Monday 21 February 2011

Three Shorts By Barbet Schroeder

Bulle Ogier in La vallée (1972)

Last week I reviewed the new BFI release of La vallée, a spiritual odyssey through the Papa New Guinea jungle by underrated Gallic filmmaker Barbet Schroeder (More, 1969). The DVD has the usual strand of extras; trailer, original ending and an accompanying booklet of essays. But what really drew me to the package was the inclusion of three ethnographic shorts shot by Schroeder and cinematographer Néstor Almendros, comprised of footage filmed while scouting locations in 1971. They were shooting footage of tribal ceremonies and the day-to-day lives of the clans that live in Mount Hagen and the surrounding area, and when they returned home Almendros persuaded Schroeder to edit the footage into three short films. The footage became Le cochon aux patates douces (1971), Maquillages (1971) and Sing Sing (1971). Filmed in the same year as Nic Roeg's Walkabout (1971) - itself a fascinating foray into unknown tribal territories, except in the Australian bush - the films provide a beautiful glimpse into a lost way of life...
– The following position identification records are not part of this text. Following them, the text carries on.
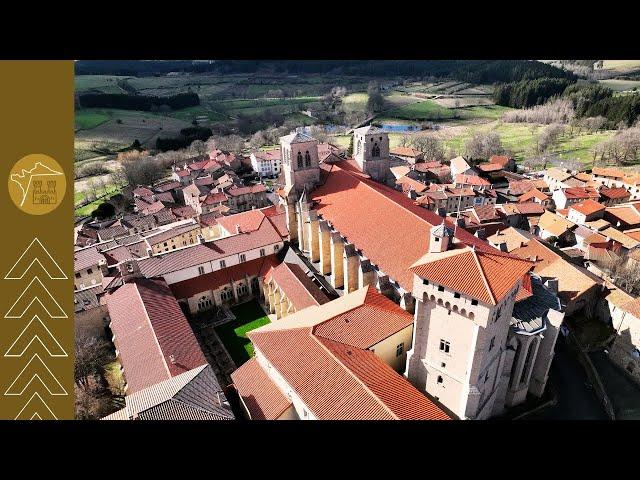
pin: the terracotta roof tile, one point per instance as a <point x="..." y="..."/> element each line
<point x="345" y="199"/>
<point x="296" y="285"/>
<point x="153" y="337"/>
<point x="488" y="276"/>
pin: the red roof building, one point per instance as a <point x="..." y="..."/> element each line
<point x="152" y="335"/>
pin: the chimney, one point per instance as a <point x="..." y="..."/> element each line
<point x="552" y="285"/>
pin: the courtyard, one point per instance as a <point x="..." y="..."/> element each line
<point x="233" y="334"/>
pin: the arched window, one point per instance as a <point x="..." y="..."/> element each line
<point x="375" y="151"/>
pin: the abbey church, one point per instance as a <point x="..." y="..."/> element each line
<point x="485" y="326"/>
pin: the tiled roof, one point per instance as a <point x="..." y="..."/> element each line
<point x="298" y="287"/>
<point x="192" y="395"/>
<point x="533" y="193"/>
<point x="614" y="193"/>
<point x="237" y="191"/>
<point x="345" y="199"/>
<point x="557" y="174"/>
<point x="218" y="278"/>
<point x="512" y="237"/>
<point x="626" y="213"/>
<point x="86" y="258"/>
<point x="607" y="172"/>
<point x="572" y="280"/>
<point x="474" y="180"/>
<point x="262" y="397"/>
<point x="488" y="276"/>
<point x="273" y="154"/>
<point x="248" y="221"/>
<point x="501" y="160"/>
<point x="530" y="208"/>
<point x="587" y="207"/>
<point x="554" y="224"/>
<point x="490" y="167"/>
<point x="153" y="337"/>
<point x="366" y="325"/>
<point x="579" y="193"/>
<point x="171" y="233"/>
<point x="314" y="368"/>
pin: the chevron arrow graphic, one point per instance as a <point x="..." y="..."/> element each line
<point x="35" y="291"/>
<point x="35" y="409"/>
<point x="36" y="370"/>
<point x="35" y="253"/>
<point x="36" y="330"/>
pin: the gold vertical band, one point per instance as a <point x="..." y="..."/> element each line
<point x="36" y="322"/>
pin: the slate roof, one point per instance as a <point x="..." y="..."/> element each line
<point x="530" y="315"/>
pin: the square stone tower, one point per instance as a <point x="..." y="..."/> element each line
<point x="299" y="154"/>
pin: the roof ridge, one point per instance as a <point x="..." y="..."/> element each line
<point x="348" y="370"/>
<point x="474" y="254"/>
<point x="153" y="331"/>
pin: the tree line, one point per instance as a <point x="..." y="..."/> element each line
<point x="126" y="101"/>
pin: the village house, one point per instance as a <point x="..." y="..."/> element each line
<point x="535" y="195"/>
<point x="89" y="267"/>
<point x="623" y="217"/>
<point x="174" y="238"/>
<point x="267" y="163"/>
<point x="241" y="199"/>
<point x="555" y="178"/>
<point x="354" y="344"/>
<point x="459" y="166"/>
<point x="142" y="313"/>
<point x="585" y="211"/>
<point x="565" y="197"/>
<point x="577" y="287"/>
<point x="505" y="162"/>
<point x="552" y="225"/>
<point x="614" y="196"/>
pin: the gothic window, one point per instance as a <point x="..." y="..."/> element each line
<point x="375" y="151"/>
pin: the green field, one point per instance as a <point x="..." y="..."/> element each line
<point x="89" y="208"/>
<point x="90" y="118"/>
<point x="233" y="335"/>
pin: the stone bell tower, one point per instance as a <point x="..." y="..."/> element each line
<point x="371" y="152"/>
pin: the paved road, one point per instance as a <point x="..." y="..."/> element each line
<point x="576" y="401"/>
<point x="624" y="393"/>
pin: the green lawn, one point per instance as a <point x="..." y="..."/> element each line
<point x="233" y="335"/>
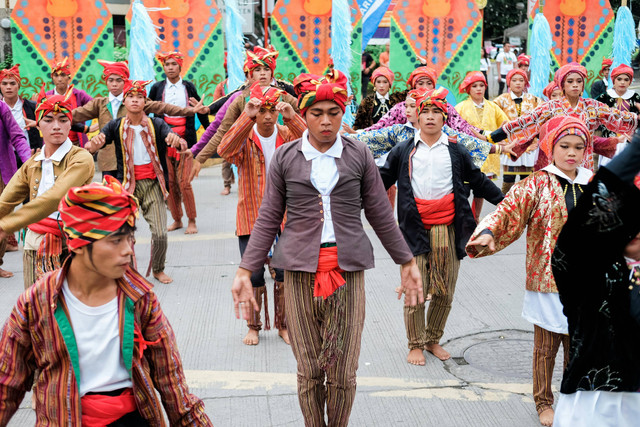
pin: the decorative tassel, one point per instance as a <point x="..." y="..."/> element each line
<point x="235" y="44"/>
<point x="144" y="43"/>
<point x="540" y="53"/>
<point x="341" y="52"/>
<point x="624" y="38"/>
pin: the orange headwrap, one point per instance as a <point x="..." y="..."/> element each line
<point x="419" y="73"/>
<point x="11" y="73"/>
<point x="382" y="72"/>
<point x="471" y="78"/>
<point x="311" y="88"/>
<point x="162" y="57"/>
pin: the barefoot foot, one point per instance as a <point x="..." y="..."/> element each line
<point x="176" y="225"/>
<point x="284" y="334"/>
<point x="437" y="350"/>
<point x="546" y="417"/>
<point x="251" y="338"/>
<point x="162" y="277"/>
<point x="191" y="227"/>
<point x="416" y="357"/>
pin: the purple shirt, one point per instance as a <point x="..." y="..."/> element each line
<point x="12" y="138"/>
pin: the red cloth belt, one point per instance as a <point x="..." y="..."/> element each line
<point x="99" y="410"/>
<point x="436" y="212"/>
<point x="328" y="277"/>
<point x="46" y="226"/>
<point x="144" y="172"/>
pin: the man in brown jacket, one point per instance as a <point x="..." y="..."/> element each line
<point x="323" y="181"/>
<point x="44" y="179"/>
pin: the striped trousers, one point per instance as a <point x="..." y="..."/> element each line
<point x="545" y="349"/>
<point x="335" y="388"/>
<point x="440" y="305"/>
<point x="154" y="212"/>
<point x="180" y="189"/>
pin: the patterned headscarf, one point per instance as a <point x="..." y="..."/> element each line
<point x="94" y="211"/>
<point x="622" y="69"/>
<point x="382" y="72"/>
<point x="269" y="95"/>
<point x="118" y="68"/>
<point x="471" y="78"/>
<point x="311" y="88"/>
<point x="436" y="97"/>
<point x="565" y="70"/>
<point x="54" y="104"/>
<point x="179" y="57"/>
<point x="135" y="86"/>
<point x="11" y="73"/>
<point x="419" y="73"/>
<point x="261" y="56"/>
<point x="559" y="127"/>
<point x="520" y="72"/>
<point x="61" y="67"/>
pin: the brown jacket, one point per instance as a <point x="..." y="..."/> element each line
<point x="74" y="170"/>
<point x="235" y="109"/>
<point x="98" y="108"/>
<point x="289" y="187"/>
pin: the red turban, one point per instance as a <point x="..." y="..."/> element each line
<point x="162" y="57"/>
<point x="382" y="72"/>
<point x="11" y="73"/>
<point x="260" y="56"/>
<point x="311" y="89"/>
<point x="622" y="69"/>
<point x="54" y="104"/>
<point x="118" y="68"/>
<point x="567" y="69"/>
<point x="94" y="211"/>
<point x="471" y="78"/>
<point x="135" y="87"/>
<point x="61" y="67"/>
<point x="419" y="73"/>
<point x="559" y="127"/>
<point x="269" y="95"/>
<point x="520" y="72"/>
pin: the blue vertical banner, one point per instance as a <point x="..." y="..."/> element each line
<point x="372" y="13"/>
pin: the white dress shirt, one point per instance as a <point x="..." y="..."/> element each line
<point x="431" y="170"/>
<point x="324" y="177"/>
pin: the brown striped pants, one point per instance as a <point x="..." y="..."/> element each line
<point x="180" y="189"/>
<point x="335" y="388"/>
<point x="440" y="305"/>
<point x="154" y="212"/>
<point x="545" y="349"/>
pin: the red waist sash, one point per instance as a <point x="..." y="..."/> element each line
<point x="99" y="410"/>
<point x="328" y="277"/>
<point x="436" y="212"/>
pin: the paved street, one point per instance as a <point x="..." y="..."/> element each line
<point x="486" y="383"/>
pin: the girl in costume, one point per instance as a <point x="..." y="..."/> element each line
<point x="541" y="204"/>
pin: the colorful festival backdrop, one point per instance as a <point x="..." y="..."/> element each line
<point x="195" y="28"/>
<point x="300" y="30"/>
<point x="581" y="30"/>
<point x="46" y="31"/>
<point x="448" y="33"/>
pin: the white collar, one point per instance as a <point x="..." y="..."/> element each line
<point x="627" y="95"/>
<point x="582" y="178"/>
<point x="311" y="153"/>
<point x="58" y="155"/>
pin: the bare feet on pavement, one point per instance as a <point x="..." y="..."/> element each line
<point x="416" y="357"/>
<point x="191" y="227"/>
<point x="251" y="338"/>
<point x="437" y="350"/>
<point x="176" y="225"/>
<point x="162" y="277"/>
<point x="546" y="417"/>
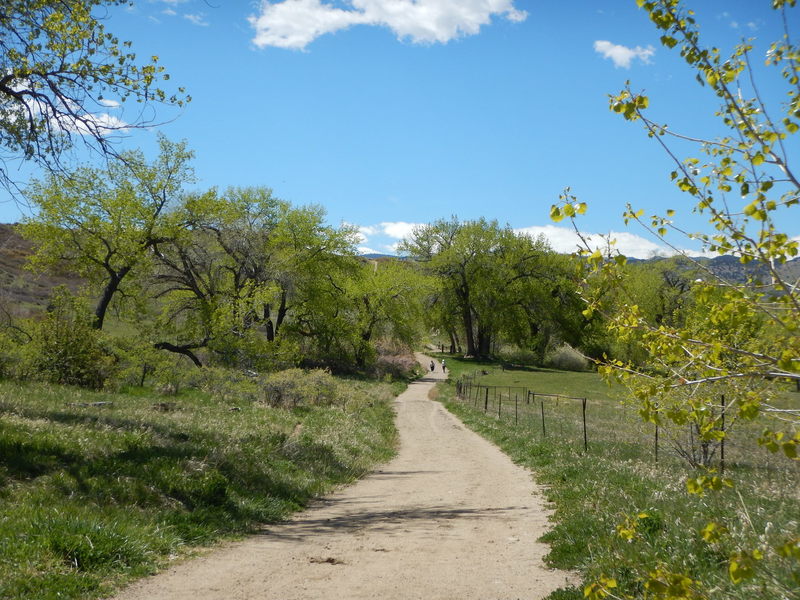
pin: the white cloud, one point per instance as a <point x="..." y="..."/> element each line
<point x="622" y="56"/>
<point x="367" y="230"/>
<point x="566" y="240"/>
<point x="198" y="19"/>
<point x="296" y="23"/>
<point x="398" y="229"/>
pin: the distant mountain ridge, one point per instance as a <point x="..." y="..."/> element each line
<point x="24" y="291"/>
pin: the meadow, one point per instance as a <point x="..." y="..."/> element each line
<point x="99" y="488"/>
<point x="619" y="512"/>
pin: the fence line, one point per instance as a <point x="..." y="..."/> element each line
<point x="581" y="419"/>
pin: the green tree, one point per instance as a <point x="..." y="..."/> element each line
<point x="494" y="280"/>
<point x="102" y="224"/>
<point x="743" y="336"/>
<point x="60" y="70"/>
<point x="247" y="268"/>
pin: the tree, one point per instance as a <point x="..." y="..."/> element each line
<point x="104" y="223"/>
<point x="247" y="270"/>
<point x="743" y="336"/>
<point x="386" y="300"/>
<point x="494" y="280"/>
<point x="60" y="71"/>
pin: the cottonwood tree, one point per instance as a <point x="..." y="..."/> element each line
<point x="499" y="284"/>
<point x="61" y="73"/>
<point x="104" y="223"/>
<point x="743" y="338"/>
<point x="247" y="275"/>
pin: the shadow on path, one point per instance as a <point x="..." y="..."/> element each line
<point x="377" y="520"/>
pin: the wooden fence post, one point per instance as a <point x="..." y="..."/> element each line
<point x="656" y="444"/>
<point x="585" y="437"/>
<point x="722" y="441"/>
<point x="544" y="431"/>
<point x="516" y="409"/>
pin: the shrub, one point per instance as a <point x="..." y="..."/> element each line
<point x="566" y="358"/>
<point x="396" y="366"/>
<point x="65" y="348"/>
<point x="294" y="387"/>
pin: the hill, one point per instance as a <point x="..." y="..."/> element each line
<point x="21" y="291"/>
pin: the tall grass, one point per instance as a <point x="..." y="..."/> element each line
<point x="93" y="494"/>
<point x="618" y="480"/>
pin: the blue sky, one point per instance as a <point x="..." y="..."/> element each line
<point x="394" y="112"/>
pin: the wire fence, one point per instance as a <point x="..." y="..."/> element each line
<point x="603" y="425"/>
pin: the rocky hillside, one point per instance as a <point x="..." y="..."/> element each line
<point x="21" y="291"/>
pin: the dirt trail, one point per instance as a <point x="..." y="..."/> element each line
<point x="451" y="517"/>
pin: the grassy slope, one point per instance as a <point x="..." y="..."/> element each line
<point x="593" y="493"/>
<point x="91" y="496"/>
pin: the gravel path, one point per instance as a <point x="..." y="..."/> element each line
<point x="451" y="517"/>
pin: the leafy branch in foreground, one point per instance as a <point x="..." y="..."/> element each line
<point x="61" y="76"/>
<point x="736" y="342"/>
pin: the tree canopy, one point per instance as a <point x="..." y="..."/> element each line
<point x="60" y="73"/>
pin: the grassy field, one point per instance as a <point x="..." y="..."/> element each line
<point x="93" y="494"/>
<point x="618" y="480"/>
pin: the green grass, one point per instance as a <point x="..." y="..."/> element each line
<point x="92" y="496"/>
<point x="592" y="493"/>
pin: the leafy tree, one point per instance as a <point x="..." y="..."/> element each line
<point x="496" y="283"/>
<point x="245" y="266"/>
<point x="740" y="338"/>
<point x="386" y="299"/>
<point x="60" y="70"/>
<point x="103" y="223"/>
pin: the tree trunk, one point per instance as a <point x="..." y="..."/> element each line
<point x="186" y="350"/>
<point x="108" y="293"/>
<point x="282" y="310"/>
<point x="466" y="315"/>
<point x="484" y="342"/>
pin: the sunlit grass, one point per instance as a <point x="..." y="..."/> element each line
<point x="593" y="492"/>
<point x="91" y="495"/>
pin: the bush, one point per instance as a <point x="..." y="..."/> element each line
<point x="396" y="366"/>
<point x="294" y="387"/>
<point x="566" y="358"/>
<point x="65" y="347"/>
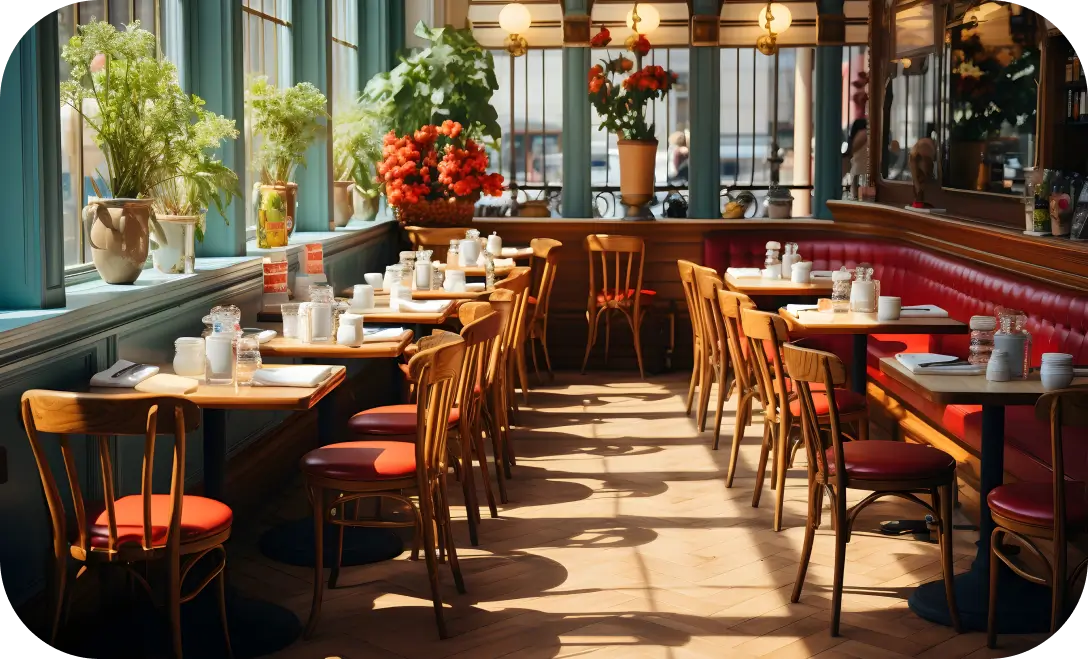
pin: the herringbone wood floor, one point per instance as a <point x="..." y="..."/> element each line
<point x="620" y="539"/>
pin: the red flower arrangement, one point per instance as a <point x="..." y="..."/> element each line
<point x="435" y="163"/>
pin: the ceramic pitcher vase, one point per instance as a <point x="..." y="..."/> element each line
<point x="119" y="233"/>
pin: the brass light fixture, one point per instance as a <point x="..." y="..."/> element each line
<point x="775" y="19"/>
<point x="515" y="20"/>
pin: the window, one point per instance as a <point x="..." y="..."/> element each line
<point x="266" y="26"/>
<point x="83" y="166"/>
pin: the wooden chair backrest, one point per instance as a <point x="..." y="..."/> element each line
<point x="732" y="305"/>
<point x="436" y="372"/>
<point x="616" y="265"/>
<point x="547" y="250"/>
<point x="691" y="296"/>
<point x="95" y="417"/>
<point x="806" y="367"/>
<point x="1061" y="409"/>
<point x="707" y="285"/>
<point x="766" y="334"/>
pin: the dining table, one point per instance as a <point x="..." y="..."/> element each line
<point x="1024" y="607"/>
<point x="257" y="626"/>
<point x="808" y="321"/>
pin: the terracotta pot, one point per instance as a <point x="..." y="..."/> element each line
<point x="637" y="162"/>
<point x="365" y="207"/>
<point x="275" y="214"/>
<point x="343" y="204"/>
<point x="119" y="231"/>
<point x="176" y="256"/>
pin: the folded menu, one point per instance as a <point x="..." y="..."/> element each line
<point x="165" y="383"/>
<point x="382" y="334"/>
<point x="292" y="376"/>
<point x="923" y="311"/>
<point x="923" y="363"/>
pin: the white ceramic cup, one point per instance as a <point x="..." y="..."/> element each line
<point x="362" y="296"/>
<point x="374" y="278"/>
<point x="889" y="308"/>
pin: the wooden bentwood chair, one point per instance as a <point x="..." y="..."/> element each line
<point x="175" y="529"/>
<point x="1047" y="511"/>
<point x="781" y="409"/>
<point x="546" y="250"/>
<point x="882" y="468"/>
<point x="694" y="312"/>
<point x="617" y="262"/>
<point x="341" y="473"/>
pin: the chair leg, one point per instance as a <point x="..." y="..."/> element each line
<point x="318" y="498"/>
<point x="762" y="468"/>
<point x="174" y="602"/>
<point x="942" y="506"/>
<point x="815" y="507"/>
<point x="841" y="537"/>
<point x="991" y="618"/>
<point x="221" y="593"/>
<point x="430" y="544"/>
<point x="740" y="422"/>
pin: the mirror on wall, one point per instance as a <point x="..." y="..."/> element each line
<point x="991" y="73"/>
<point x="911" y="94"/>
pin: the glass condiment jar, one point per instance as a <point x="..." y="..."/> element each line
<point x="189" y="357"/>
<point x="841" y="281"/>
<point x="1013" y="337"/>
<point x="981" y="338"/>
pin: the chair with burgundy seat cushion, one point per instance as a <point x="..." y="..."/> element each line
<point x="616" y="265"/>
<point x="348" y="472"/>
<point x="1054" y="511"/>
<point x="175" y="529"/>
<point x="544" y="264"/>
<point x="767" y="334"/>
<point x="881" y="468"/>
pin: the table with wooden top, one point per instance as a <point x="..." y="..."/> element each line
<point x="759" y="286"/>
<point x="1024" y="607"/>
<point x="861" y="325"/>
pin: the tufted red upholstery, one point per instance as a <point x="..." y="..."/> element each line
<point x="362" y="461"/>
<point x="391" y="420"/>
<point x="891" y="461"/>
<point x="200" y="518"/>
<point x="1034" y="502"/>
<point x="1058" y="320"/>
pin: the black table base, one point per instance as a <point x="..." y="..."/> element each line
<point x="292" y="543"/>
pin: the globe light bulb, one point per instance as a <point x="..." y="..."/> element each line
<point x="780" y="21"/>
<point x="648" y="19"/>
<point x="515" y="19"/>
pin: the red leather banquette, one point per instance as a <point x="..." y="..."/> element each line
<point x="1058" y="320"/>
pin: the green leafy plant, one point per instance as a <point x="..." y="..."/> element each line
<point x="155" y="138"/>
<point x="288" y="120"/>
<point x="453" y="78"/>
<point x="357" y="147"/>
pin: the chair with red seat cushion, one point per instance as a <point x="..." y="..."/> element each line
<point x="341" y="473"/>
<point x="172" y="527"/>
<point x="881" y="468"/>
<point x="616" y="269"/>
<point x="544" y="265"/>
<point x="1055" y="511"/>
<point x="767" y="334"/>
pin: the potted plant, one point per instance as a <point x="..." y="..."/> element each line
<point x="357" y="147"/>
<point x="132" y="101"/>
<point x="622" y="109"/>
<point x="434" y="175"/>
<point x="288" y="120"/>
<point x="452" y="79"/>
<point x="183" y="198"/>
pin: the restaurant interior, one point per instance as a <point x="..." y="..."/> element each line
<point x="423" y="328"/>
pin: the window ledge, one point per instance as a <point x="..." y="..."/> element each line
<point x="95" y="306"/>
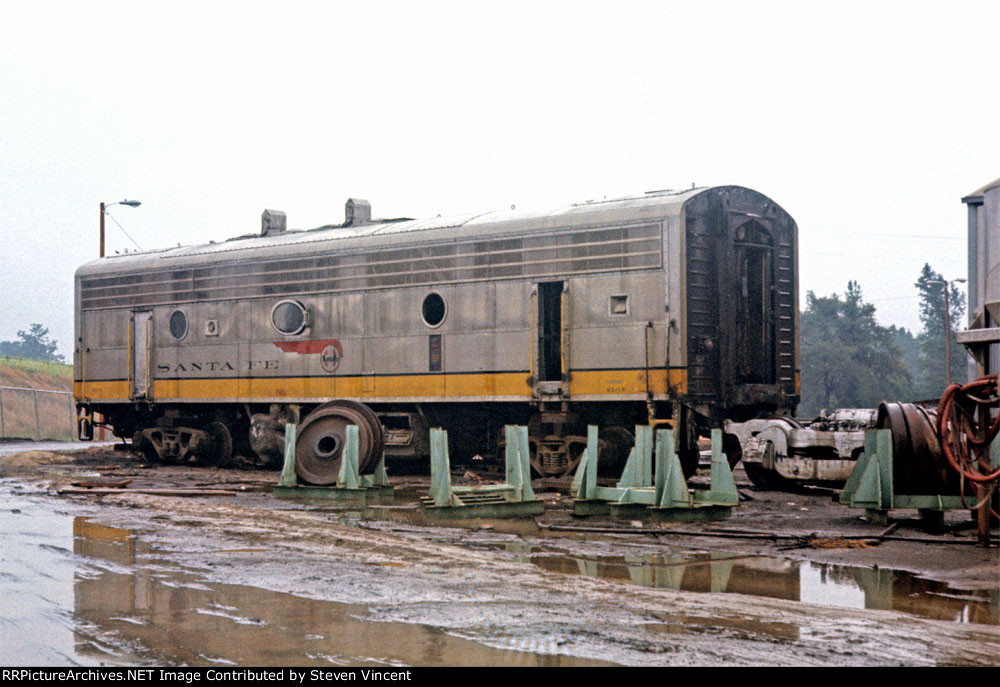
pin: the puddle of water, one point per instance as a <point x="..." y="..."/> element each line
<point x="780" y="578"/>
<point x="75" y="592"/>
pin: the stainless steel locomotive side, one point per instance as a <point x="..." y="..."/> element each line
<point x="669" y="307"/>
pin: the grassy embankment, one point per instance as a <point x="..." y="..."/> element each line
<point x="56" y="412"/>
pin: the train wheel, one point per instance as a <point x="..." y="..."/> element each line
<point x="611" y="460"/>
<point x="322" y="437"/>
<point x="218" y="452"/>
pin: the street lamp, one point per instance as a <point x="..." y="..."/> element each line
<point x="947" y="323"/>
<point x="130" y="203"/>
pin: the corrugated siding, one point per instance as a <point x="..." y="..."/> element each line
<point x="565" y="252"/>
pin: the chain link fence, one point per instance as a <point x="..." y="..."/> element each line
<point x="29" y="413"/>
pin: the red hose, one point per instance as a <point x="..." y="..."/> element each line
<point x="965" y="428"/>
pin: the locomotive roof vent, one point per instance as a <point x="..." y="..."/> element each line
<point x="273" y="222"/>
<point x="357" y="211"/>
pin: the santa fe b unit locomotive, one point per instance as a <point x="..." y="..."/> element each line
<point x="672" y="308"/>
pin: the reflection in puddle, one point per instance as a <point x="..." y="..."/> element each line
<point x="806" y="581"/>
<point x="809" y="582"/>
<point x="180" y="619"/>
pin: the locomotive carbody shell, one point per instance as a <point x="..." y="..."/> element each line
<point x="612" y="311"/>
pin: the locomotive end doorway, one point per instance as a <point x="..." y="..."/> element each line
<point x="550" y="338"/>
<point x="141" y="335"/>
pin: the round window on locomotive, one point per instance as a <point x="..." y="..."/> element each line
<point x="433" y="310"/>
<point x="289" y="317"/>
<point x="178" y="325"/>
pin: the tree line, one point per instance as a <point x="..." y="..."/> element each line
<point x="849" y="360"/>
<point x="33" y="344"/>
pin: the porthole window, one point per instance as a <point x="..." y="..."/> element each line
<point x="433" y="310"/>
<point x="178" y="325"/>
<point x="289" y="317"/>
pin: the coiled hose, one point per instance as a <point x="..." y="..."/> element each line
<point x="966" y="432"/>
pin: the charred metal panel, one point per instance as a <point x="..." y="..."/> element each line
<point x="741" y="299"/>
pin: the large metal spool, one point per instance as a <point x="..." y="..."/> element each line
<point x="321" y="439"/>
<point x="919" y="466"/>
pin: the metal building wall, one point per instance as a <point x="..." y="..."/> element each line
<point x="984" y="279"/>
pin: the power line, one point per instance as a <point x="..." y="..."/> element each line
<point x="123" y="229"/>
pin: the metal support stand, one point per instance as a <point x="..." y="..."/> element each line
<point x="511" y="499"/>
<point x="870" y="485"/>
<point x="351" y="487"/>
<point x="654" y="487"/>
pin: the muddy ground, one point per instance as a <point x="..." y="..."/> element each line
<point x="527" y="592"/>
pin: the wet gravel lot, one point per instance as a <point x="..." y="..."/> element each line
<point x="134" y="578"/>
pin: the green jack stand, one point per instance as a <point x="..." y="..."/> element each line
<point x="351" y="488"/>
<point x="513" y="498"/>
<point x="664" y="495"/>
<point x="870" y="485"/>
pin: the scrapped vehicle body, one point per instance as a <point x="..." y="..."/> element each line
<point x="780" y="452"/>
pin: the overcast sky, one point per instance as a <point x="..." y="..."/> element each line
<point x="866" y="121"/>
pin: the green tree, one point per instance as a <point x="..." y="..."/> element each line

Le cochon aux patates douces opens with a Hagen tribe killing pigs in order to offer them as compensation for a murder of a clansman from another tribe - the murder happened when a fight broke out at the cinema, at a screening of a Louis de Funès picture. The pigs are beaten over the head and then skinned over fire. Bamboo is sharpened so that the women of the tribe may cut away the organs in the animal (the narrator tells us that sharpened bamboo is "sharper than any knife") as the men put together a huge oven. For this a hole is dug in the ground, layered with banana leaves and then heated rocks are thrown into the pit along with the meat, wrapped in leaves tied by string. It's fascinating to see the entire community band together and spend the whole day preparing a meal that would only take a few hours for us - and they won't even get to sample it. This says a lot about jungle politics, poverty and currency, spirituality and its attachment to animals - and peculiarly highlights the fact that Mount Hagen has (or had) a pretty good distributor of French cinema, yet the people can't even afford a lighter to better start the fire for their compensatory meal.

Maquillages documents the importance of art and expression in the Hagen area, especially during two important ceremonies - the mourning of a deceased tribal member, and a celebratory victory dance in Gokora (a village near Hagen). For the commemoration clansmen cover their bodies in yellow clay, and for the victory dance the clansmen choose grey clay. We spend most of the 12 minute film with the mourners who chant, sing and pray around a fire. Music is played, and we are told this is the only form of art in the Hagen area, along with jewelry and makeup - the latter of which is a form of true expression and each tribe member may create their own patterns and designs to reflect their feelings. Again, what may seem like a simple observational document actually says a lot for the way the tribes approach culture and appreciate beauty as a form of purely individual declaration. It shows a fair society and one where everybody is involved in the passing of a member - they are tightly knit, and stronger for it.

Sing Sing is the shortest of the films (5 minutes) but no less profound. It opens on a special ceremony that sees tribe members performing a dance, wearing makeup and beautiful headsets of colourful feathers (which would be adapted in La vallée; they are the reason for Viviane's (Ogier) presence and a symbol of her Westernized greed). The latter half of the film is most interesting, however, as it sees the gift of a pig offered from one tribe to another, as they do not speak the same language. This exchanging of animal again displays the importance of deep roots in nature, but it is also somewhat an insight into trader politics in Hagen; several years later a gift shall be given in return. It's an act of goodwill one might say, a peace offering - and all without the burden of language. The films are beautifully photographed by Almendros and edited by Denise de Casbianca, providing yet another reason to buy the new edition of La vallée - a true forgotten gem of world cinema.